So what’s so puzzling? Two things. First, it’s absent from artificial languages, in contrast to, say, unbounded hierarchy and long distance dependency (think operator-variable binding). Second, it’s not obviously functionally necessary (say to facilitate comprehension). For example, there is no obvious reason to think that Chinese or English speakers (there is comparatively little morphology here) have more difficulty communicating with one another than do Georgian or Athabaskan speakers, despite the comparative dearth of apparent morphology. In sum, morphology does not appear to be conceptually or functionally necessary for otherwise we (I?) might have expected it to be even more prevalent than it is. After all if it’s really critical and/or functionally useful then one might expect it to be everywhere, even in our constructed artificial languages.  Nonetheless, it’s pretty clear that NLs hardly shy away from morphological complexity.

Moreover, it appears that kids have relatively little problem tracking it. I have been told that whereas LADs (language acquisition devices, aka: kids) omit morphology in the early stages of acquisition (e.g. ‘He go’), they don’t produce illicit “positive” combinations (e.g. ‘They leaves’). I have even been told that this holds true for languages with rich determiner systems and noun classes and fancy intricate verbal morphology: it seems that kids are very good at correctly classifying these and quickly master the relevant morphological paradigms.  So, LADs (and LASs; Language Acquisition Systems) are good at learning these horrifying (to an outsider or second language learner) details and at deploying them effectively as native speakers.
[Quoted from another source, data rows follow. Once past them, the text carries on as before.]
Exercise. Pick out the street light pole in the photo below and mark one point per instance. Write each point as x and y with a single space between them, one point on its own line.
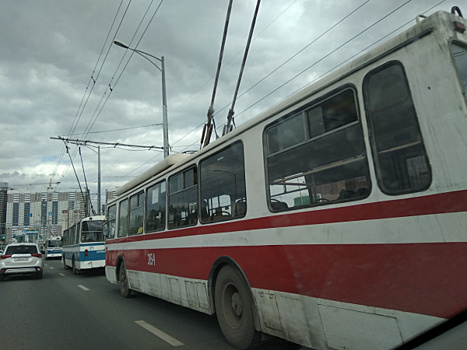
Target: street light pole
165 127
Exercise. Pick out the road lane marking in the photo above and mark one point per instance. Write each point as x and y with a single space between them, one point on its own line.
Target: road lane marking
158 333
83 287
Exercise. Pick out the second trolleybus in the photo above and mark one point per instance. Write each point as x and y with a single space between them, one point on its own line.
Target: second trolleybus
83 245
336 219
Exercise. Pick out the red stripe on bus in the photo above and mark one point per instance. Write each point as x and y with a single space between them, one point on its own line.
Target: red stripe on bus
450 202
428 278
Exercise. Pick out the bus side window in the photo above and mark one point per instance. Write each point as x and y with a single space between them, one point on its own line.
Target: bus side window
136 213
222 188
110 225
400 158
323 160
183 199
123 218
156 207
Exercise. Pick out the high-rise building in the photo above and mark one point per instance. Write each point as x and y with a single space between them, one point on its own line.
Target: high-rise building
3 209
39 215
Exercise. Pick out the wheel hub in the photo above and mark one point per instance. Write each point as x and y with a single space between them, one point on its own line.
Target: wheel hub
237 306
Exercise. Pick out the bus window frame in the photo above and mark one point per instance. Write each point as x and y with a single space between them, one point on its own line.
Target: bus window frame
277 205
184 188
139 197
158 185
234 209
372 134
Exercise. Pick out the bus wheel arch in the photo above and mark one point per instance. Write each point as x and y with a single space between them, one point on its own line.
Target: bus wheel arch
233 303
122 278
73 266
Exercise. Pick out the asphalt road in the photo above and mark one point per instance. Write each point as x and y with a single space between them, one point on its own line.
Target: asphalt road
66 311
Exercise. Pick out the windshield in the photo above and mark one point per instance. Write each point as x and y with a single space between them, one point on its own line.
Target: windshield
21 249
54 243
92 231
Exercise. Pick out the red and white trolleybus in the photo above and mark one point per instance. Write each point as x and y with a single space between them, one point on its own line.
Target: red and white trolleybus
336 219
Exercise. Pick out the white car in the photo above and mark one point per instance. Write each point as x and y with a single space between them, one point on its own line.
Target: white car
20 259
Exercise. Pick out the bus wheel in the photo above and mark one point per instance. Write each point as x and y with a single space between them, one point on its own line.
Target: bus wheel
73 266
234 309
125 290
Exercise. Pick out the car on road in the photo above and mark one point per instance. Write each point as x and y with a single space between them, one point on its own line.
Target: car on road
21 259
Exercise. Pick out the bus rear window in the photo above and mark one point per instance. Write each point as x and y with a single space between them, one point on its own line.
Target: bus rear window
400 158
459 53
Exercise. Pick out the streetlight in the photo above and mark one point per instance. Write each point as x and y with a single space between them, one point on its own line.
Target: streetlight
164 95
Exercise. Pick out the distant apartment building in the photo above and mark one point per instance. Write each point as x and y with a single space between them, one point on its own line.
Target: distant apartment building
42 214
3 207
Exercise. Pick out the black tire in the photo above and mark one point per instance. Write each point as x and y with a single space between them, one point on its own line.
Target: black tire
125 290
73 267
234 309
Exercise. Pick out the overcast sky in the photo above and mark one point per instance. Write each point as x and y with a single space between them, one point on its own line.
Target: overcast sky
61 76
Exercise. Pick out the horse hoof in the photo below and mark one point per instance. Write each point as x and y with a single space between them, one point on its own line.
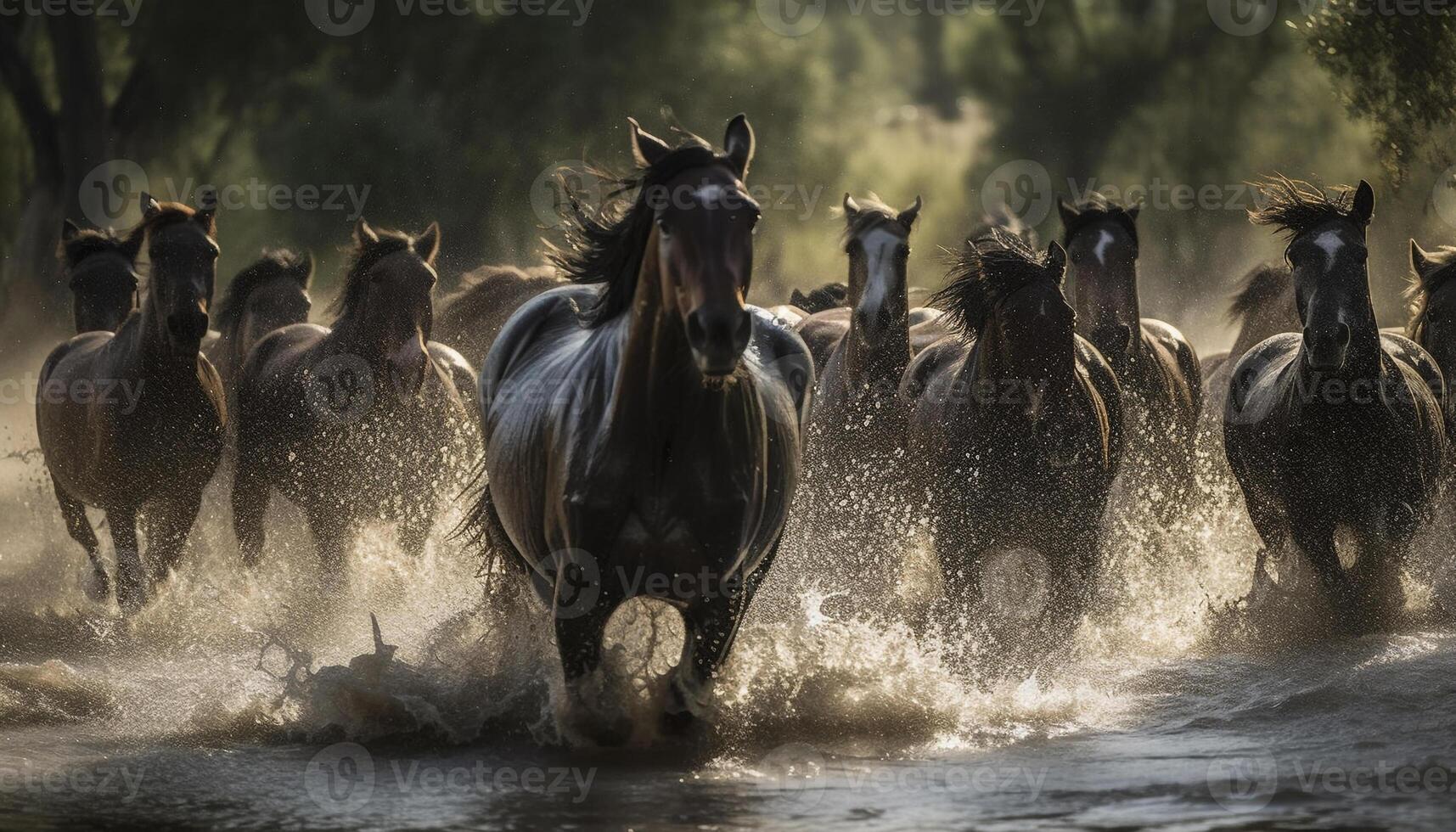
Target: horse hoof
98 587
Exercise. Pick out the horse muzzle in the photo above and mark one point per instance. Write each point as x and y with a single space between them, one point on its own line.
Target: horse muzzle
718 340
188 325
1325 347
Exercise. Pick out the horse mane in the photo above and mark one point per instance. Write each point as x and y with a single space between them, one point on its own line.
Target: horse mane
827 296
274 262
364 256
1295 205
1423 286
1097 207
987 272
871 213
606 245
1267 282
So, again, why morphology?

Unburdened by any knowledge of the subject matter, I can think of four possible reasons for morphology’s ubiquity within NLs. I should add that what follows is entirely speculative and I hope that this post motivates others to speculate as well. I would love to have some ideas to chase down. So here goes.
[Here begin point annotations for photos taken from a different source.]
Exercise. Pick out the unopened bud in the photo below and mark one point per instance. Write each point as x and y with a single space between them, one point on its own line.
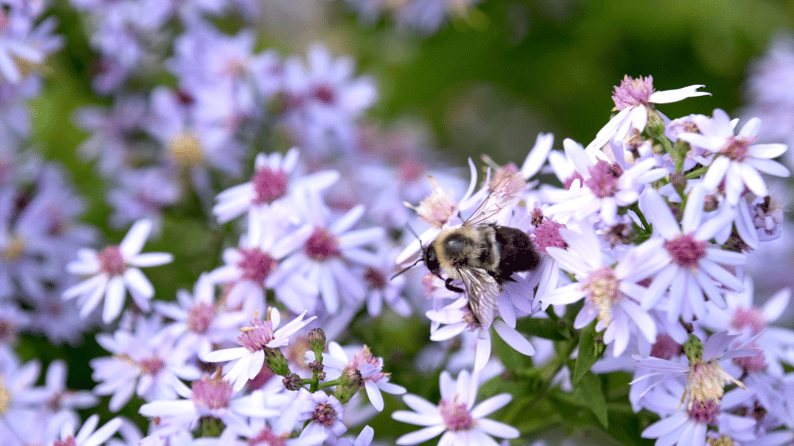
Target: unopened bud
292 382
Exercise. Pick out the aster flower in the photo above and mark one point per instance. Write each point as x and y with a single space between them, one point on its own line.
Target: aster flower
610 291
456 416
362 367
633 100
258 341
273 181
114 270
738 160
691 266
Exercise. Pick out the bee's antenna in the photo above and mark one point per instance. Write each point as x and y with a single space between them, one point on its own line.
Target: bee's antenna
417 260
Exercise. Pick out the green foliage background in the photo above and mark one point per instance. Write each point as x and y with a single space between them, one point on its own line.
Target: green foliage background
485 84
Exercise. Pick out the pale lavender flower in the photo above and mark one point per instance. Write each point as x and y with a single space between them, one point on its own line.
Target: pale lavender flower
144 362
461 422
633 98
738 160
260 337
114 270
363 366
691 265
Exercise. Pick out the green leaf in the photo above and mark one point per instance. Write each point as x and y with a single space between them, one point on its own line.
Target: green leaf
589 352
589 393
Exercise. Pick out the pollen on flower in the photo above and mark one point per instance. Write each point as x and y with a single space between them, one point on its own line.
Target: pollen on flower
456 416
200 316
255 264
603 289
255 337
111 261
437 208
603 181
665 347
547 234
752 318
706 382
324 414
269 185
322 244
267 437
211 392
737 148
151 365
705 411
685 250
633 92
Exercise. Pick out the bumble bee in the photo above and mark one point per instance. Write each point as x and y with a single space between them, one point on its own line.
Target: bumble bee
482 255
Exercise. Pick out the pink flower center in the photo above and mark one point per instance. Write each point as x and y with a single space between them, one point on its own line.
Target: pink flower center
212 393
375 279
111 261
322 244
68 442
269 185
665 347
324 414
200 316
255 337
547 234
752 364
685 250
705 411
737 148
324 94
456 416
267 437
255 264
603 181
633 92
751 318
151 365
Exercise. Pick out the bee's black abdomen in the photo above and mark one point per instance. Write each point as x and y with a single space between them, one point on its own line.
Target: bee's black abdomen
516 252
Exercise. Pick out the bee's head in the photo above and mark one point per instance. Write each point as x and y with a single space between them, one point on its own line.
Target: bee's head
431 259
The first possibility is that visible morphology is a surface manifestation of a deeper underlying morphology. This is a pretty standard Generative assumption going back to the heyday of comparative syntax in the early 80s. The first version of this was Jean-Roger Vergnaud’s (terrific) theory of abstract case. The key idea is that all languages have an underlying abstract case system that regulates the distribution of nominal expressions.  If we further assume that this abstract system can be phonetically externalized, then the seeds of visible morphology are inherent in the fundamental structure of FL. The general principle then is that abstract morphemes (provided by UG) are wont to find phonetic expression (are mapped to the sensory and motor systems (S&M)), at least some of the time.

This idea has been developed repeatedly. In fact, the following is still a not an unheard of move: We find property P in grammar G overtly, we then assume that something similar occurs in all Gs, at least covertly. This move is particularly reasonable in the context of “Greed” based grammars characteristic of early minimalism. If all operations are “forced” and the force reduces to checking abstract features, then using the logic of abstract case theory, we should not be surprised if a GL expresses these phonetically.

Note that if something like this is correct (observe the if), then the existence of overt morphology is not particularly surprising, though the question remains of why some Gs externalize these abstracta and some remain phonetically more mum.  Of late, however, this Greed based approach has dimmed somewhat (or at least that’s my impression) and generate and filter models of various kinds are again being actively pursued. So…

A second way to try and explain morphology piggy-backs on Chomsky’s recent claims that Gs are not pairings of sound and meaning but pairings of meanings with sound. His general idea is that whereas the mapping from lexical selection to CI is neat and pretty, the externalization to the S&M systems is less straightforward. This comports with the view that the first real payoff to the emergence of grammar was not an enhancement of communication but a conceptual boost expanding the range of cognitive computations in the individual, i.e. thinking and planning (see here). Thus externalization via S&M is a late add-on to an already developed system. This “extra” might have required some tinkering to allow it to hook onto the main lexicon-to-CI system and that tinkering is manifest as morphology. In effect then, morphology is family related to Chomsky and Halle’s old readjustment rules.  From where I sit, some of the work in Distributed Morphology might be understood in this way (it packages the syntax in ways palpable to S&M), though, I am really no expert in these matters so beware anything I say about the topic. At any rate, this could be a second source for morphology, a kluge to get Gs to “talk.”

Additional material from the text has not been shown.